Auch der Herstellungsprozess ist aufwendig. Die aus Silziumnitridpulver gepressten Körper müssen in sauerstofffreier Atmosphäre gesintert werden. Auch die Nachbearbeitung eines Bauteils nach dem Brennen ist nicht einfach, aufgrund der hohen Härte kann diese nur mehr mit Diamantwerkzeugen durchgeführt werden. Die Folge: Das Material ist relativ teuer, was einen verbreiteten Einsatz oft verwehrt. Allerdings betonen die Forscher, dass durch die Entwicklungen der letzten Jahre viele Hürden überwunden werden konnten.
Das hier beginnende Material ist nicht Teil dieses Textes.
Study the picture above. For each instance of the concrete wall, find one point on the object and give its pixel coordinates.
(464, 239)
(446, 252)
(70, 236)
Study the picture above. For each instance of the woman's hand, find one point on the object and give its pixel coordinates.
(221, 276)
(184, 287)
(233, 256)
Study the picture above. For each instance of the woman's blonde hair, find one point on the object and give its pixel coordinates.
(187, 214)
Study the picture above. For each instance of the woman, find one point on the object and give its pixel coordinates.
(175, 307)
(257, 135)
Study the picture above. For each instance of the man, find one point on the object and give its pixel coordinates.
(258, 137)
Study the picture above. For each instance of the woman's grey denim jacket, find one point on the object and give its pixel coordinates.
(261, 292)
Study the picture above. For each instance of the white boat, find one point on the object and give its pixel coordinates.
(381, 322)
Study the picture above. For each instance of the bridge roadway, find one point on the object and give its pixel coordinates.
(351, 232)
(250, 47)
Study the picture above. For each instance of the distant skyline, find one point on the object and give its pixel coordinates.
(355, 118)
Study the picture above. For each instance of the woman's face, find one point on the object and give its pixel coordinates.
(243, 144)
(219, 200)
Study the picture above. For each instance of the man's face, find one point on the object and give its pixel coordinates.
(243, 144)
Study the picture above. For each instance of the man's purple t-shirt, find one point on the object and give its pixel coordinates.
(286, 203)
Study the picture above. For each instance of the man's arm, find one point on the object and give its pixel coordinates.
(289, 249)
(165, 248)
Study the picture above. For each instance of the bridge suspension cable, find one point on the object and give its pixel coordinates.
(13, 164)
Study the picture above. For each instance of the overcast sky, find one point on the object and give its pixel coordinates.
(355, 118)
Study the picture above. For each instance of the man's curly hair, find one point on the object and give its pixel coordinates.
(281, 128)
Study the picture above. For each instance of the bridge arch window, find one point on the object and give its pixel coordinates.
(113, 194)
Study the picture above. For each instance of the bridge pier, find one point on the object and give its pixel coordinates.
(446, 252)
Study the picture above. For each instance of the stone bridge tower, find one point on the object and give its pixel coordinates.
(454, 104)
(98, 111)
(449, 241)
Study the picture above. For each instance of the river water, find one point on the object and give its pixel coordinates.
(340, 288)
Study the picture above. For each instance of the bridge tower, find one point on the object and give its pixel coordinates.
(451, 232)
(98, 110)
Im Walzwerk von Böhler Edelstahl in Kapfenberg werden keramische Walzen für die Verformung von hochlegierten Stählen getestet – die Leobener Forscher überwachen die Versuche durch die Messung mechanischer Kennwerte, sie simulieren die Spannungen beim Drahtwalzen im Computer. Das Ergebnis: Es können hochwertige Drähte mit ausgezeichneter Oberflächenqualität und sehr guter Maßhaltigkeit hergestellt werden. Die Walzen haben eine mehrfach höhere Lebensdauer – bei herkömmlichen Walzen kommt es bei den herrschenden Temperaturen von bis zu 1300 Grad oft zu Beschädigungen. Auch sind die Walzen wegen ihres geringeren Gewichtes (sechs Kilogramm anstatt 25 bis 30 Kilo bei Hartmetallwalzen) leichter handhabbar.

Keramische Kugellager

Bei SKF in Steyr leistet Siliziumnitrid bereits wertvolle Dienste: Dieses Unternehmen stellt unter anderem Kugellager mit Keramikkugeln für Windkraftwerke her und zählt in diesem Segment zu den weltweit führenden Lieferanten. Ohne Keramiktechnologie würde sich kein modernes Windrad bewegen können: Denn neben der hohen Festigkeit der Lager wird auch eine elektrische Isolation benötigt – was kein Metall zu leisten vermag. Die bis zu einige Zentimeter großen Siliziumnitridkugeln können mittlerweile auf den Bruchteil eines Mikrometers genau hergestellt werden. Die Keramik-experten aus Leoben haben ein Verfahren entwickelt, mit dem die Festigkeit der Kugeln getestet werden kann, ohne dass Proben entnommen werden müssten.

Keramikforschung

Das ISFK (Institut für Struktur- und Funktionskeramik) der Montanuni Leoben ist das einzige österreichische Forschungszentrum für Hochleistungskeramik.

Schwerpunkte sind Materialprüfung, Simulation und „keramikgerechtes“ Konstruieren. Über das K2-Zentrum MPPE ist das ISFK auch in das COMET-Programm eingebunden, Wirtschaftspartner sind unter anderem Böhler Edelstahl und Epcos.